The writer made a further statement – he said the rents charged were lower than the rents charged in the immediate neighbourhood for house of a much inferior character. ( Sensation )

The letter continued, ” these houses are let on a weekly tenancy, and the agree -ment is made that the house is to be vacated when the occupier quits the company´s employment. In the present case the men brought out their tools from the workings about Christmas last. They have had, and still have the option of resuming work on terms more remunerative to the workmen than the terms originally paid.” ( Laughter )

Was that the truth ? ( Cries of “No” and a voice : ” I should think not.”)

Such was the remarkable letter of ` a citizen of London.´

He thought if those men intended to fight they ought to fight with the right weapons, not with the weapons of falsehood and mispresentation. If they fought they must fight justly and for the cause of righteousness. ( Hear, hear )

It was quite evident from the conduct of Mr. Pope and such writers as the writer of the letter he had read to them that they were simply determined to win by any means. It was a question of might not right. But whilst they might have social position and wealth at their command the men had still a mightier power in the presence and in the love of their God and Father. ( Hear, hear )

He wanted them in that great conflict still to keep looking to Him and trusting in Him, for His Word distinctly declared ” the Lord heareth the poor.”

He would not detain them, as he knew from the cases that had been brought before him that some of them were in great need of bread. He was sorry that such should have been the case. He had been greatly pained by some specially extreme cases of suffering. One family came that morning stating that they had had no bread, no fire, and no food since five o´clock the previous day, and other families had visited him in a similar condition. Such things ought not to exist. Those were the wives and children of British workingmen. He had come to know a great deal of the Denaby Main men, and whatever others might say concerning them, he was there to say that he had found them to be a superior class of men.

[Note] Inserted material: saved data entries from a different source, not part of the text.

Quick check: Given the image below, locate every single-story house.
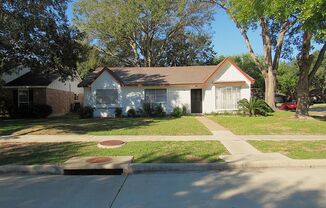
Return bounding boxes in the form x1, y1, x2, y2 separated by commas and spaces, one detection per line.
78, 57, 255, 117
1, 67, 83, 116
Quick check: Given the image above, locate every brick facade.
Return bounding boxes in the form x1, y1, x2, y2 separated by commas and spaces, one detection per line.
46, 88, 75, 116
2, 88, 83, 117
33, 88, 47, 105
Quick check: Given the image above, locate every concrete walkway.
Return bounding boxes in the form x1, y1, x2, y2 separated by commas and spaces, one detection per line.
0, 134, 216, 143
195, 116, 295, 163
240, 135, 326, 140
196, 116, 261, 155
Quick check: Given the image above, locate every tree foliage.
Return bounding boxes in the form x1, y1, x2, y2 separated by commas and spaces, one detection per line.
276, 61, 298, 98
73, 0, 215, 67
77, 45, 119, 78
213, 0, 301, 109
0, 0, 81, 79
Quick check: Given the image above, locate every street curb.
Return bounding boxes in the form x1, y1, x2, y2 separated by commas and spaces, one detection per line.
0, 165, 63, 175
1, 160, 326, 175
128, 160, 326, 173
128, 163, 229, 173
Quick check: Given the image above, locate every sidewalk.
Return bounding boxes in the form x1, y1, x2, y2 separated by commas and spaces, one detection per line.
0, 134, 216, 143
240, 135, 326, 140
196, 116, 261, 155
195, 116, 296, 163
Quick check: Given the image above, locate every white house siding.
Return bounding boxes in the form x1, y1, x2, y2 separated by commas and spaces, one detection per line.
48, 77, 83, 94
120, 86, 192, 115
84, 70, 122, 117
204, 62, 251, 113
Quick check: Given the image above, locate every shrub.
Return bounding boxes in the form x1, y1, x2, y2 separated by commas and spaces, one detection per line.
142, 102, 152, 117
153, 103, 166, 117
32, 104, 52, 118
172, 106, 183, 118
182, 105, 188, 115
127, 108, 136, 117
79, 106, 94, 119
238, 98, 274, 116
136, 108, 145, 117
115, 107, 123, 117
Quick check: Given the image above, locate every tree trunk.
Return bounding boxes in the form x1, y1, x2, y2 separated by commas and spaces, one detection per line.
296, 31, 312, 117
263, 69, 277, 109
296, 70, 310, 117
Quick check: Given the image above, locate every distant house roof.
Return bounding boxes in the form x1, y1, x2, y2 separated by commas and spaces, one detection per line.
4, 71, 58, 87
78, 57, 255, 87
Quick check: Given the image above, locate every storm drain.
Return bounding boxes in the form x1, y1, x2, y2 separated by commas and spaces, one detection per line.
63, 156, 133, 175
64, 168, 123, 175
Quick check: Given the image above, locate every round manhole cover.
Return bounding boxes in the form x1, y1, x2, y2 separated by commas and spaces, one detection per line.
98, 140, 126, 149
86, 157, 113, 163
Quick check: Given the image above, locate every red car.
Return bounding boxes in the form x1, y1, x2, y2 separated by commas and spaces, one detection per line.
279, 101, 297, 110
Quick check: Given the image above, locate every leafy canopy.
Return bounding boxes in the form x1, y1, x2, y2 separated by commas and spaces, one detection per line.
0, 0, 81, 79
73, 0, 215, 67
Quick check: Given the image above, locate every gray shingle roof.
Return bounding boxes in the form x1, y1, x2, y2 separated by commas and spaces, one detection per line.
78, 58, 255, 87
5, 71, 58, 87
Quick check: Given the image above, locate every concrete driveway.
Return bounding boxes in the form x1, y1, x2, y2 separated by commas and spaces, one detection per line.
1, 168, 326, 208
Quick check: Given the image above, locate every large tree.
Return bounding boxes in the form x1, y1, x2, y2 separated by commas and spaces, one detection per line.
73, 0, 215, 67
212, 0, 298, 109
294, 0, 325, 117
0, 0, 81, 80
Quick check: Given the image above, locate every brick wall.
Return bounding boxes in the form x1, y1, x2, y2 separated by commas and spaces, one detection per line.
33, 88, 47, 104
46, 88, 75, 116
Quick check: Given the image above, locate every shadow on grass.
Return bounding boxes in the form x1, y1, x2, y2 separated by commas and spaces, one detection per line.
0, 142, 90, 165
0, 141, 225, 165
0, 115, 176, 136
133, 151, 222, 163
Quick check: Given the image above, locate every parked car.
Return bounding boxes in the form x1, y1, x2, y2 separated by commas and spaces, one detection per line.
279, 101, 297, 110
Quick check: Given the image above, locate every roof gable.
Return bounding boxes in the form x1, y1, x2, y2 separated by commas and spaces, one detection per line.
204, 57, 255, 84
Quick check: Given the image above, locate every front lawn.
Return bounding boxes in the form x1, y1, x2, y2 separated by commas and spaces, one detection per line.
0, 115, 211, 136
208, 111, 326, 135
0, 141, 228, 165
248, 140, 326, 159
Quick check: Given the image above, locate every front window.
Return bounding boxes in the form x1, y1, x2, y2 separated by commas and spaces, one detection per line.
215, 86, 241, 110
96, 89, 119, 105
74, 93, 79, 101
18, 89, 29, 108
145, 89, 167, 103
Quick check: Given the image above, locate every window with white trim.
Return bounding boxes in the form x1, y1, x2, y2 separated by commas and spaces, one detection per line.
215, 86, 241, 110
144, 89, 167, 103
96, 89, 119, 105
18, 89, 29, 108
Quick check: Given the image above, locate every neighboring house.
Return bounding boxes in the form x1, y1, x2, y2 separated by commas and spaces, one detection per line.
1, 67, 83, 116
78, 57, 255, 117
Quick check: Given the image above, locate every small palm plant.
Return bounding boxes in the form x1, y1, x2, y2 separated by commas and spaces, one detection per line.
238, 98, 274, 116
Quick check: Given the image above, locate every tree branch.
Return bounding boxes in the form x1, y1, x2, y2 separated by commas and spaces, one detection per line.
212, 1, 264, 71
309, 43, 326, 83
92, 45, 134, 66
272, 20, 291, 71
260, 18, 273, 69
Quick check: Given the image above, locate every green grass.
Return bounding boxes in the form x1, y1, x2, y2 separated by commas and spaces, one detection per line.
248, 140, 326, 159
0, 115, 211, 136
208, 111, 326, 135
0, 141, 228, 165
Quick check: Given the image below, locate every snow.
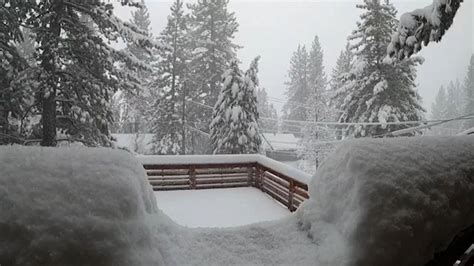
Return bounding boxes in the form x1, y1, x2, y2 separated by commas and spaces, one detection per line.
0, 145, 163, 265
389, 0, 463, 58
3, 137, 473, 265
299, 136, 474, 266
112, 133, 154, 154
137, 154, 312, 184
154, 187, 290, 228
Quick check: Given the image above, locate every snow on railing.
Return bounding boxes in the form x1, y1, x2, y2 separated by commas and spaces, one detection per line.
137, 154, 312, 184
137, 154, 311, 212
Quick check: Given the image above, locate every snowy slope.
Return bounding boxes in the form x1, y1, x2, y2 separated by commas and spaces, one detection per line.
0, 146, 163, 266
299, 136, 474, 266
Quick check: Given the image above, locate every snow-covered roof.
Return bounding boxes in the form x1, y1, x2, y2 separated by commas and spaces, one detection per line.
261, 133, 299, 151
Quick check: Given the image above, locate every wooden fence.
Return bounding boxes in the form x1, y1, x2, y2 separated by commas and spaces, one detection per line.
143, 162, 309, 212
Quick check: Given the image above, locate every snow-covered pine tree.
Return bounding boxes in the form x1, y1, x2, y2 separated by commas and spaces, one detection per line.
210, 59, 261, 154
0, 2, 32, 144
463, 55, 474, 129
299, 36, 331, 172
431, 85, 448, 120
330, 43, 354, 113
148, 0, 190, 155
282, 45, 310, 135
257, 88, 278, 133
187, 0, 240, 153
388, 0, 464, 59
430, 85, 449, 135
116, 0, 153, 134
329, 43, 354, 139
23, 1, 157, 146
431, 81, 464, 134
335, 0, 425, 137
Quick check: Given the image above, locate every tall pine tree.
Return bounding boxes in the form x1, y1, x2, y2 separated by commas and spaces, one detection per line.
0, 2, 31, 144
12, 1, 157, 146
299, 35, 331, 172
335, 0, 424, 137
210, 59, 261, 154
117, 0, 153, 134
149, 0, 190, 155
330, 43, 354, 112
463, 55, 474, 129
282, 45, 310, 134
187, 0, 240, 152
257, 88, 278, 133
431, 86, 448, 121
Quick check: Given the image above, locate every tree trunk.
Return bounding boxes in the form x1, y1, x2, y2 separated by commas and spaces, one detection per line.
41, 92, 57, 146
40, 1, 62, 147
0, 101, 9, 144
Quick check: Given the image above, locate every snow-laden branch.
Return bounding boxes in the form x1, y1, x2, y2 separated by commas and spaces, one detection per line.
388, 0, 464, 59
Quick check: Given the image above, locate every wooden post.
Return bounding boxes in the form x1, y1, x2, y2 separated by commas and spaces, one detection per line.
189, 166, 196, 189
288, 180, 295, 212
247, 166, 254, 187
254, 166, 263, 190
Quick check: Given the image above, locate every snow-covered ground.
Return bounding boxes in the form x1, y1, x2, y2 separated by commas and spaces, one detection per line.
2, 136, 473, 265
155, 187, 290, 228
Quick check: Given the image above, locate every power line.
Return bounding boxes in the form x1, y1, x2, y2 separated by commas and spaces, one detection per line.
376, 113, 474, 137
184, 97, 474, 129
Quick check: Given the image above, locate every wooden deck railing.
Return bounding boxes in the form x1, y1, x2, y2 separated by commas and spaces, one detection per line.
142, 160, 309, 212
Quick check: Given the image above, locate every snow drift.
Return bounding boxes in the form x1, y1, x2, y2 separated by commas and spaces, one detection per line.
0, 146, 163, 266
299, 136, 474, 265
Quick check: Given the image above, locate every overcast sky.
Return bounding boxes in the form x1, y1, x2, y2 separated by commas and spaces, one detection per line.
114, 0, 473, 116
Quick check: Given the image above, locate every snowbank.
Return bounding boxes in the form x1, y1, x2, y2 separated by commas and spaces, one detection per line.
137, 154, 312, 184
299, 136, 474, 265
0, 146, 163, 266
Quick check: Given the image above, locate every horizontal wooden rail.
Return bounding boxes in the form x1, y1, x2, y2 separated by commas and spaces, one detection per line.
142, 160, 309, 212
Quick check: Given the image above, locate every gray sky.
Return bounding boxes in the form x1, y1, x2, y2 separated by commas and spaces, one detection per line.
114, 0, 474, 116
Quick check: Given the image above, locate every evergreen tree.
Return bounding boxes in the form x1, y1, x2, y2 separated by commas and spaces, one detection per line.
463, 55, 474, 129
335, 0, 424, 137
282, 45, 310, 134
431, 86, 448, 120
0, 2, 32, 144
257, 88, 278, 133
330, 43, 354, 139
299, 35, 331, 172
14, 1, 156, 147
446, 80, 464, 130
149, 0, 190, 155
118, 0, 154, 134
210, 59, 261, 154
330, 43, 354, 112
187, 0, 240, 152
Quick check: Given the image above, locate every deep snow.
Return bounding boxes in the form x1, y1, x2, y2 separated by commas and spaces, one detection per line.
0, 146, 163, 266
299, 136, 474, 265
1, 136, 473, 266
154, 187, 290, 228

He was told by those who knew and could speak with the authority of knowledge that they had as good workmen, as good colliers´ at Denaby Main as were to be found in any other pit in the United Kingdom. He though the wives and children of those respectable workingmen ought not to be brought into the position in which they were today. He hoped that state of things would soon come to an end.

He thought Mr. J.B. Pope ought at once to grant a meeting of the directors with their own men. He said in a letter which he wrote to the papers the other day that a gentleman in Mr. Pope´s position could either be a great blessing or a great curse to a neighbourhood, and that was so. ( Hear, hear )

He ( the speaker ) asked through the public Press that if Mr. Pope was what he professed to be – a good man – let him become the friend and saviour of his own workpeople. ( Hear, hear )

Referring to the new arrivals at the colliery, he hoped the Denaby Main men would do as they had done before when the former workmen were brought – to respect the law.

With respect to the case heard before the Rotherham Bench that day, a woman, he said, had been summoned for assault. After the case had been tried, the chairman, who was a coal-owner, called the husband into court, and asked him if he had heard the evidence. He said he had not. The chairman then addressed him in these terms, ” What we propose to do is to bind you both over to keep the peace. You will be bound over in the sum of £5 each.” There was a man bound over to keep the peace who had not broken the peace. ( Laughter )

If that were ” justices justice ” it was time it came to an end. He would tell the magistrate through the Press that he ought not to have been upon the Bench, and that he ought not to have done that very unwise thing. He hoped the public Press of the country would speak out strongly against such unfair doings in the Rotherham Courthouse. ( Applause )

A vote of thanks was accorded to the Rev. T.J. Leslie and Mrs. Leslie for the part they had taken in the work of distribution.